Quando mi capita di partecipare a serate letterarie oppure a programmi televisivi, dedicati al tema della traduzione poetica, spesso recito i versi dei poeti della generazione di Montale e di quella successiva. Se penso alla poesia italiana più recente, mi vengono in mente autori di grande talento come Giuseppe Conte, Vivian Lamarque, Valerio Magrelli, Antonella Anedda, ma anche poeti svizzeri italofoni come Alberto Nessi e Fabio Pusterla.

 

Chi tra i poeti che hai tradotto hai anche conosciuto personalmente?

Dei poeti che ho tradotto, ho conosciuto il siciliano Ignazio Buttitta, con il quale posso dire di avere avuto rapporti di amicizia, ma ho incontrato anche Ungaretti, Montale, Quasimodo, Luzi, Caproni, Sereni, Zanzotto, Spaziani, Giudici, Ripellino, Raboni, Porta, Zeichen. Conosco personalmente anche Cucchi, Conte, Magrelli, Nessi e Pusterla. Il più difficile da tradurre resta Montale: alla percezione della sua opera poetica ho dedicato la mia poesia “Traducendo Montale”: 

 

Ben sapendo di non sapere sciogliere
tutte le tue sciarade,
torno ogni volta indietro
lasciandomi alle spalle i segnalibri.

Su un’onda segreta catturo
i tuoi messaggi cifrati,
indirizzati anche a me,
sì, è così, lo dico senza vanto.

Mentre un altro si morderebbe le labbra,
io borbotto un ta-ta-ta, ta-ta-ta,
seguo spesso una falsa pista
oppure remo contro corrente,
goffo scassinatore di metafore,
trasgressore di magici tabù.

In vece tua mi scaglio contro il male,
in vece tua dichiaro io l’amore,
da terzo incomodo dondolo in gondola
vis-à-vis con la tua Beatrice.

A tentoni facendomi strada,
io, tuo traduttore giurato,
colgo il tuo sguardo clemente
tra brume di ermetici versi.

(trad. di Caterina Graziadei. Da: E. Solonovič, In mani fidate. Poesie 1981-2020, Passigli, Firenze 2021)

 

L’editoria russa è aperta alle novità italiane? Quali sono le case editrici più interessate ai nostri libri?

Tra gli editori più interessati a pubblicare gli autori italiani vanno senz’altro ricordati Corpus, AST, Ripol Klassik, Tekst e Novoe Izdatel’stvo. Inoltre, la storica rivista Inostrannaja Literatura ospita tra le sue pagine traduzioni di testi italiani con notevole regolarità. 

 

Come professore universitario hai avuto tantissimi studenti.
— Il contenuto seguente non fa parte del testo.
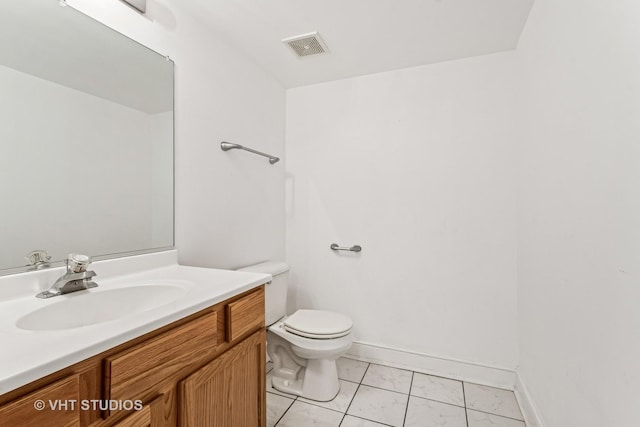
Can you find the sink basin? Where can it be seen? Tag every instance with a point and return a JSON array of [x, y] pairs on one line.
[[86, 308]]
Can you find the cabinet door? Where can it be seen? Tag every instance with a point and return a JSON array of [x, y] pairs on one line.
[[151, 415], [228, 391]]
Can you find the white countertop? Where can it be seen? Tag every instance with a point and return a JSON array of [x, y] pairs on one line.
[[26, 355]]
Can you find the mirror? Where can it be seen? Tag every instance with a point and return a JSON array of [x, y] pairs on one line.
[[86, 138]]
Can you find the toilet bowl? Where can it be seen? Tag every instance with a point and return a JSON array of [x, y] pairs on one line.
[[306, 365], [305, 345]]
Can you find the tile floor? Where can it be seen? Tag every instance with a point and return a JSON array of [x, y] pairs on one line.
[[374, 395]]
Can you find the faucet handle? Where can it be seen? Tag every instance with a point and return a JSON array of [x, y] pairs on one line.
[[77, 263], [38, 258]]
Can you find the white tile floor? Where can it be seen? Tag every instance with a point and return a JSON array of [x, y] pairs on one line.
[[374, 395]]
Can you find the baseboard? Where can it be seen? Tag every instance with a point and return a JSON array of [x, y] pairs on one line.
[[435, 365], [529, 410]]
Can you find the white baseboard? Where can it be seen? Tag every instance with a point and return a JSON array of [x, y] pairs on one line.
[[435, 365], [529, 410]]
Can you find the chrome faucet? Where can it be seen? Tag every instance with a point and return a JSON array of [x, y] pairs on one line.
[[77, 278]]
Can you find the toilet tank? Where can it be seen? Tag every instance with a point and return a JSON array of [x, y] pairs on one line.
[[276, 291]]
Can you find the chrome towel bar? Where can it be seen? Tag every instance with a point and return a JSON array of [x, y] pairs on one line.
[[226, 146], [355, 248]]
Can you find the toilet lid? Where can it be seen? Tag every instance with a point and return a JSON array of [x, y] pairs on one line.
[[318, 324]]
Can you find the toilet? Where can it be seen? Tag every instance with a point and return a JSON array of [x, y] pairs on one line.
[[305, 345]]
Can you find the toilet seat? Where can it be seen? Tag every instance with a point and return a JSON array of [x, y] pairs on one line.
[[318, 324]]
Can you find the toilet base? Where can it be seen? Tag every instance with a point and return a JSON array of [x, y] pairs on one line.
[[318, 381]]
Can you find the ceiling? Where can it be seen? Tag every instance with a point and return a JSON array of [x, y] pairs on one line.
[[363, 36]]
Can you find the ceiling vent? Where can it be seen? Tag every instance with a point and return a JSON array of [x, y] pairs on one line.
[[306, 45]]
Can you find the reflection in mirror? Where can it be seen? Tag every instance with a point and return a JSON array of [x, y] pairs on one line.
[[86, 138]]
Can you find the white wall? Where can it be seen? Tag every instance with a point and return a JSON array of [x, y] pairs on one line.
[[417, 166], [579, 213], [59, 147], [229, 206]]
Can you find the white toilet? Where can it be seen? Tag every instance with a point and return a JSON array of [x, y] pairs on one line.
[[305, 345]]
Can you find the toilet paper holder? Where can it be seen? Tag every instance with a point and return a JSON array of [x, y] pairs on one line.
[[354, 248]]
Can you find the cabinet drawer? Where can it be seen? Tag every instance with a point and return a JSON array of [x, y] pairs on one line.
[[24, 412], [133, 372], [245, 315]]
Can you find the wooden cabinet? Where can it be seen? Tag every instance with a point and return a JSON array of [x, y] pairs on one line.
[[151, 415], [223, 393], [207, 369]]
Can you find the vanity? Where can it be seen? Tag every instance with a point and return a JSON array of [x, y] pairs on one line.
[[197, 360]]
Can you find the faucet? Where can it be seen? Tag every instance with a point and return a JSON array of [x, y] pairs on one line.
[[76, 278]]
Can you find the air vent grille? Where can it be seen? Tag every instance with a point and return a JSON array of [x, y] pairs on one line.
[[306, 45]]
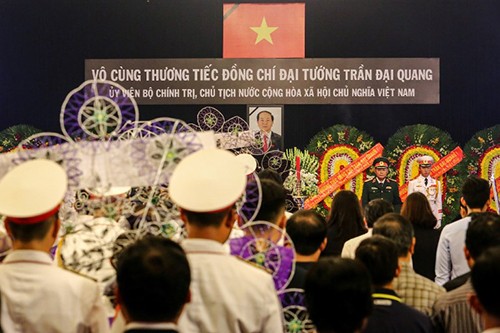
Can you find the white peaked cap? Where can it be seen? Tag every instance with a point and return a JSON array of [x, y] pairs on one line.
[[208, 180], [33, 191], [248, 162]]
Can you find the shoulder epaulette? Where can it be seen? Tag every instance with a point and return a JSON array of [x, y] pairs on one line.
[[267, 270]]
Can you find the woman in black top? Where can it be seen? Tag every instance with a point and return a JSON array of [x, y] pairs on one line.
[[345, 221], [416, 208]]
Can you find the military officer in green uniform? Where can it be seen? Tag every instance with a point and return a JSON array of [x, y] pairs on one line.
[[380, 186]]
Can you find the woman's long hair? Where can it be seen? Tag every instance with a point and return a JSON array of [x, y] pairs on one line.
[[417, 209], [346, 216]]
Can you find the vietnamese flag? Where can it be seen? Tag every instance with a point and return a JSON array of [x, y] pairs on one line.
[[264, 30]]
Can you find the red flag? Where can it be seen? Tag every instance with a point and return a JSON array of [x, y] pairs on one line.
[[264, 30]]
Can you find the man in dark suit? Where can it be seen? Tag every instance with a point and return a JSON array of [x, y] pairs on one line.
[[153, 279], [381, 187], [270, 140]]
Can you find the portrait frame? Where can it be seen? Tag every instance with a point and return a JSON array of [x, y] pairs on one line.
[[276, 110]]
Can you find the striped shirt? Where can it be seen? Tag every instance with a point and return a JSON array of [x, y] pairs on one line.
[[452, 312], [415, 290]]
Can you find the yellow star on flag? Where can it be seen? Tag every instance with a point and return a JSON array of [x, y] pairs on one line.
[[264, 32]]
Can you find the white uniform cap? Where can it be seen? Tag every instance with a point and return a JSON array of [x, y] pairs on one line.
[[208, 180], [248, 161], [32, 192], [425, 160]]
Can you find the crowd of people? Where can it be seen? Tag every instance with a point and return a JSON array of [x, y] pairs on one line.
[[372, 265]]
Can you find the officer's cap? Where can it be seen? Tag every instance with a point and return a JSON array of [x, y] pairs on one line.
[[425, 161], [380, 163], [33, 191], [208, 180]]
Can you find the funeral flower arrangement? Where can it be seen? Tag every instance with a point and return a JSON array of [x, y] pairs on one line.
[[410, 142], [336, 147], [302, 180], [482, 156]]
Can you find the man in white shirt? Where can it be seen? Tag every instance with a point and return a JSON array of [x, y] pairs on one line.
[[38, 296], [429, 186], [270, 140], [450, 258], [228, 294]]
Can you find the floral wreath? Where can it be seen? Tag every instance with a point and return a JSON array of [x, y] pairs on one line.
[[336, 147], [482, 156], [12, 136], [411, 142]]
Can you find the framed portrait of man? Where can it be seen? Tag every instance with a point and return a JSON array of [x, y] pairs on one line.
[[266, 122]]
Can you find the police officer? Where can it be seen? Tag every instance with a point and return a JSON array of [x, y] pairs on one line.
[[380, 186], [429, 186]]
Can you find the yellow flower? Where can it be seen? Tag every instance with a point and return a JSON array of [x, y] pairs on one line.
[[435, 141]]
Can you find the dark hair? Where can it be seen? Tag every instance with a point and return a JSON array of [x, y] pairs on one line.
[[338, 295], [485, 275], [29, 232], [417, 209], [206, 219], [265, 111], [273, 201], [483, 232], [375, 209], [346, 218], [476, 192], [380, 256], [396, 228], [270, 174], [307, 229], [153, 279]]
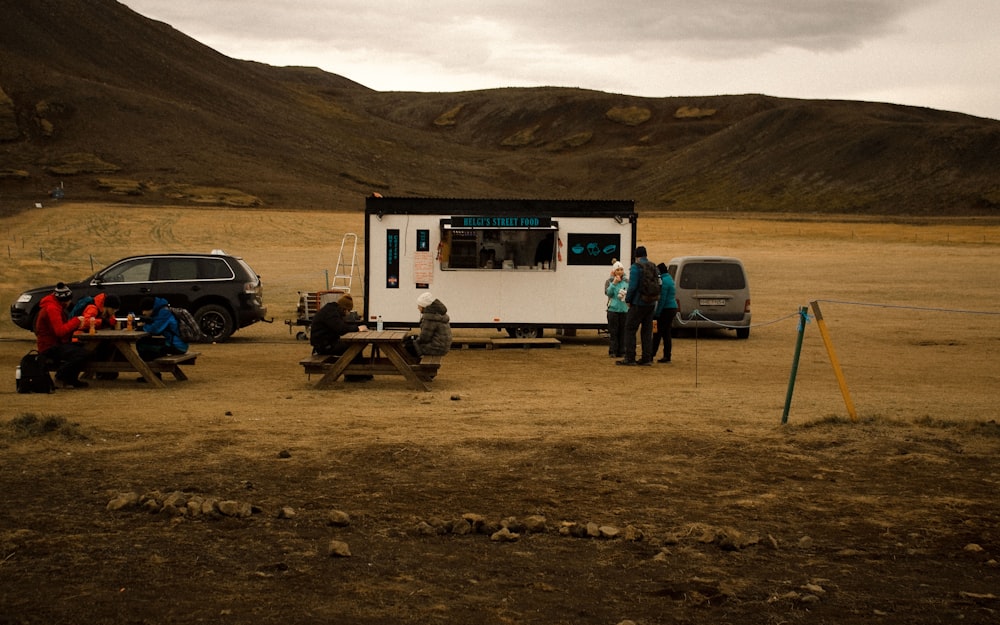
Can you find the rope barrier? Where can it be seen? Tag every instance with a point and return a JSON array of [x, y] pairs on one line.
[[923, 308], [697, 314]]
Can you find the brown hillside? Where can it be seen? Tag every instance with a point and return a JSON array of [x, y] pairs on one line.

Qual è il bilancio della tua attività di docente?

Per molti anni ho insegnato all’Istituto di Letteratura Mondiale “M. Gor’kij”, dove ho tenuto un corso di traduzione letteraria dall’italiano al russo. Oggi ricordo non senza una punta d’orgoglio l’eccellente lavoro dei miei studenti: alcuni di loro sono diventati traduttori che hanno contribuito ad avvicinare il lettore russo alle opere di autori importanti come Sciascia, Eco, Rodari e molti altri. Quando è giunto il momento di lasciare l’Istituto, ho affidato il mio corso di traduzione letteraria alla mia allieva Anna Jampol’skaja, eccellente traduttrice di prosa italiana.